You can try solving http://acm.timus.ru/problem.aspx?space=1&num=1198&locale=en . I can't remember any other link to problem, related with SCC.
It only works if I want to find if the whole graph is an SCC ? if I need to count the number of different SCC what's the best algorithm I should use ?
I don't know any way to count SCC other than to find them all with the help of algorithms you mentioned in your post.
I've been reading about Kosajaru's algorithm and implemented this solution, which seems a lot with my old one, it passed the tests with a good time.. is it a truly implementation of Kosajaru's ? http://pastebin.com/jKbv5Beb
Yes it is :)
Thank you, I'm proud of myself ;)
Does kosaraju and Tarjan algortihms works on undirected graph?

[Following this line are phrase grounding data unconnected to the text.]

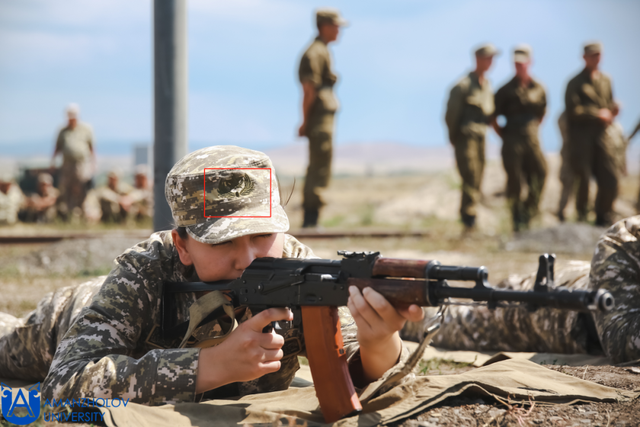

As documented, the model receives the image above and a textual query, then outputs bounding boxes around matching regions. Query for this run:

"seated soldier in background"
[0,172,26,226]
[402,215,640,364]
[126,165,153,222]
[95,170,133,223]
[20,173,60,223]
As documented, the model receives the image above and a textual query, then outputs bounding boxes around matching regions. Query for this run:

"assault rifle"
[163,252,613,423]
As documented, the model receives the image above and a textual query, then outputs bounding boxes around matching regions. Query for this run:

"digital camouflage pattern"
[37,232,315,404]
[299,36,338,211]
[0,276,104,381]
[32,231,415,406]
[494,76,547,229]
[402,216,640,363]
[445,72,494,220]
[591,216,640,363]
[165,146,289,245]
[565,68,617,222]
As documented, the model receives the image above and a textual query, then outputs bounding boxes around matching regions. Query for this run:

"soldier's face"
[584,53,601,70]
[515,61,530,78]
[173,231,285,281]
[0,182,9,194]
[320,23,339,43]
[475,55,494,73]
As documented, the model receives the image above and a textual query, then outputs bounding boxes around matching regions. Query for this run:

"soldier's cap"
[165,145,289,245]
[513,44,532,63]
[107,170,120,179]
[0,171,14,183]
[316,8,348,27]
[38,173,53,185]
[475,44,500,58]
[584,42,602,56]
[66,103,80,118]
[134,164,149,177]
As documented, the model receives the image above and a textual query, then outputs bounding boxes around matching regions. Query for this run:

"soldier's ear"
[172,229,194,266]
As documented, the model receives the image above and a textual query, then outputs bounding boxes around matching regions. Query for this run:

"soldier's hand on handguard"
[347,286,424,382]
[195,307,293,394]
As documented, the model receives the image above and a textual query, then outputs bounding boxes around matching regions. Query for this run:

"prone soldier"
[0,145,423,404]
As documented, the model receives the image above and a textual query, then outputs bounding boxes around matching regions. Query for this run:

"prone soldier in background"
[445,44,499,230]
[492,45,547,232]
[402,216,640,365]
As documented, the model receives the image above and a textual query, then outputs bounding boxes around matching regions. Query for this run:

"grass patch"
[417,358,475,376]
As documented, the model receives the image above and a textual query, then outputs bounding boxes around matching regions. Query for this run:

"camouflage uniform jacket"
[42,232,406,405]
[591,216,640,363]
[494,76,546,134]
[299,36,339,116]
[444,72,494,142]
[565,68,614,125]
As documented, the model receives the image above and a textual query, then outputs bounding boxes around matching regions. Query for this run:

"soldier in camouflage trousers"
[402,216,640,364]
[0,145,422,406]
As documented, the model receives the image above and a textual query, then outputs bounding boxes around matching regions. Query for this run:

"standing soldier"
[445,44,499,229]
[493,45,547,231]
[565,42,618,226]
[297,8,347,228]
[51,103,96,221]
[556,111,573,222]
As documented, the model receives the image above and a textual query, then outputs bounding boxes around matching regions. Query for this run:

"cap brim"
[186,204,290,244]
[514,53,529,63]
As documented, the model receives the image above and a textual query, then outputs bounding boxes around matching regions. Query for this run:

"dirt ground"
[0,160,639,426]
[391,365,640,427]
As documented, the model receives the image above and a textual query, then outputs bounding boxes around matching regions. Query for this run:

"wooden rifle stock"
[301,306,362,423]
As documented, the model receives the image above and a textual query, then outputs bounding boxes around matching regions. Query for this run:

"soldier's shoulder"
[302,38,328,60]
[566,70,586,89]
[115,230,179,274]
[449,74,472,96]
[283,234,318,259]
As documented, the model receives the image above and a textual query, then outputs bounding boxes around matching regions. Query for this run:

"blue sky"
[1,0,639,157]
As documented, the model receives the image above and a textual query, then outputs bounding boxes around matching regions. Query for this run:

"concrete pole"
[153,0,188,231]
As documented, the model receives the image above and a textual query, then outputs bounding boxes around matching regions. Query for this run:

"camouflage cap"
[38,173,53,185]
[316,8,348,27]
[584,42,602,56]
[165,145,289,244]
[513,44,532,63]
[475,43,500,58]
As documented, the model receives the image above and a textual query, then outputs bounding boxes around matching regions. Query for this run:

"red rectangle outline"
[203,168,272,218]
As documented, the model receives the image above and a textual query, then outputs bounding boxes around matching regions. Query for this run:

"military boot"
[302,209,319,228]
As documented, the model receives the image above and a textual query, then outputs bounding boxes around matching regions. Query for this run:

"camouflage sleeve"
[54,129,64,155]
[536,85,547,121]
[42,256,200,405]
[445,83,465,142]
[565,79,600,121]
[591,217,640,363]
[298,47,323,87]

if no is the answer, how can i find the SCC in an undirected graphs?
What's a SCC in an undirected graph?
http://mirror.codeforces.com/gym/100676
In such contest, the solution of the last problem pointed out that we need to get the SCC of the graph. Any idea?

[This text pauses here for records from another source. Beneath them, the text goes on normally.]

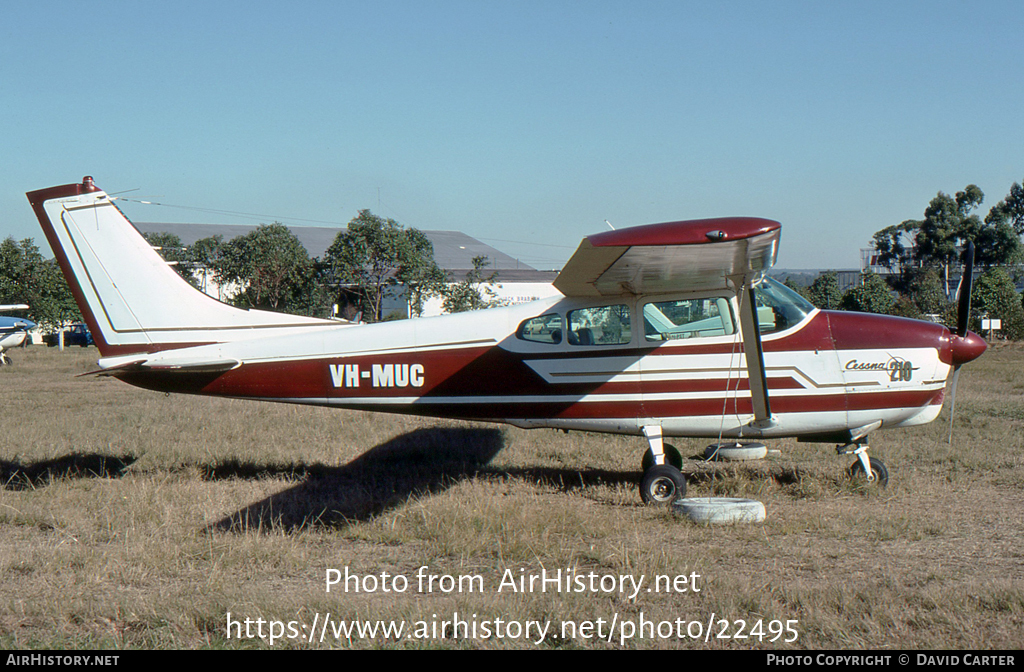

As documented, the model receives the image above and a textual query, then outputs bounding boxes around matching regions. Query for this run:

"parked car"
[42,323,94,347]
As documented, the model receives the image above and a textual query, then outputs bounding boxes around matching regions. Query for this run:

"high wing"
[553,217,780,297]
[0,304,30,312]
[554,217,781,426]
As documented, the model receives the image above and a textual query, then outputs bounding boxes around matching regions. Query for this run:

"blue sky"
[3,1,1022,269]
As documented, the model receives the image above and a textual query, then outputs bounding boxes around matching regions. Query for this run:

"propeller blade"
[947,365,962,444]
[956,242,975,338]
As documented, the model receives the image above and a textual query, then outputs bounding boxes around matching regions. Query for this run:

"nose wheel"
[639,425,687,505]
[838,441,888,487]
[848,455,889,487]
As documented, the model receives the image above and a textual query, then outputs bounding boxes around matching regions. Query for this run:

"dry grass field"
[0,343,1022,649]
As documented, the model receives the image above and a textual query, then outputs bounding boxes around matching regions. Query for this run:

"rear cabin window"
[567,305,632,346]
[517,313,563,344]
[643,297,735,341]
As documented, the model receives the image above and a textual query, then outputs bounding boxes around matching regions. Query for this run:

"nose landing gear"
[837,440,888,487]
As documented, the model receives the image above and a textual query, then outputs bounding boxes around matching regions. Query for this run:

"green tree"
[442,256,501,313]
[889,295,922,319]
[805,271,843,310]
[0,237,79,329]
[972,267,1024,340]
[914,187,985,294]
[979,180,1024,269]
[215,223,326,315]
[884,185,1020,288]
[986,180,1024,237]
[324,210,446,322]
[143,232,198,288]
[871,221,918,282]
[186,235,225,297]
[840,272,895,315]
[908,268,949,316]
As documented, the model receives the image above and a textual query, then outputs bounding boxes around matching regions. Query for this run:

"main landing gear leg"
[639,425,686,505]
[837,440,889,487]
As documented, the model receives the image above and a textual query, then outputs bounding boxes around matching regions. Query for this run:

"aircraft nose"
[951,330,987,366]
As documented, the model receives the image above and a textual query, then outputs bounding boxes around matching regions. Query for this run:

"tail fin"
[27,177,332,357]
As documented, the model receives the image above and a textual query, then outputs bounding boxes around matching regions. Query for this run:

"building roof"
[134,222,539,273]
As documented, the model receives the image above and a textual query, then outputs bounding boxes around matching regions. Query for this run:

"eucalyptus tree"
[0,236,79,329]
[215,223,326,316]
[324,210,446,322]
[442,256,501,313]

Note that what the problem statement refers to as "strongly connected" is not what one usually means when using that term.
Instead, what is described there is more along the lines of 2-edge-connected components. On that topic, the following wiki article should be helpful: https://en.wikipedia.org/wiki/Bridge_(graph_theory)
We can transform a directed graph using SCC to a DAG.
Can we do the same if we find the biconnected components?
SCC and BC are NOT in the same graph.
of course they are not in the same graph. What i meant is, if i found some way the biconnected components of an undirected graph, can i create a DAG out of it if i contract all the BC?
DAG is NOT defined in an undirected graph.
can we transform it into an undirected tree then?
NO
Why not? If we compress all biconnected components into a single vertex we get a tree (or a forest if the initial graph isn't connected).
One node can be part of many biconnected components. How do you define the tree for the initial graph : 1 — 2 — 3 ?
The tree should be the same as the graph since it's a tree in this case (1-2-3), I think.
I don't think it matters. You can apply the BC algorithm for trees too.
For 1-2-3-4 you have the resulting tree (1,2)-(3,4) but for 1-2-3 you have(1,2) and (2,3) and they are not linked. The definition of a tree has to change in order to make it work.
"Any connected graph decomposes into a tree of biconnected components called the block-cut tree of the graph." — https://en.wikipedia.org/wiki/Biconnected_component
So what I meant was just to make all bridges the edges of our so-called block-cut tree (I count A-B as a bridge if there is no other path from A to B) so in this case a tree with N nodes always has N biconnected components, one node in each component :)
I agree with this decomposition. I was talking (and I think that's that WalidMasri meant) about using the component as a vertex (as in SCC) not about the block-cut tree.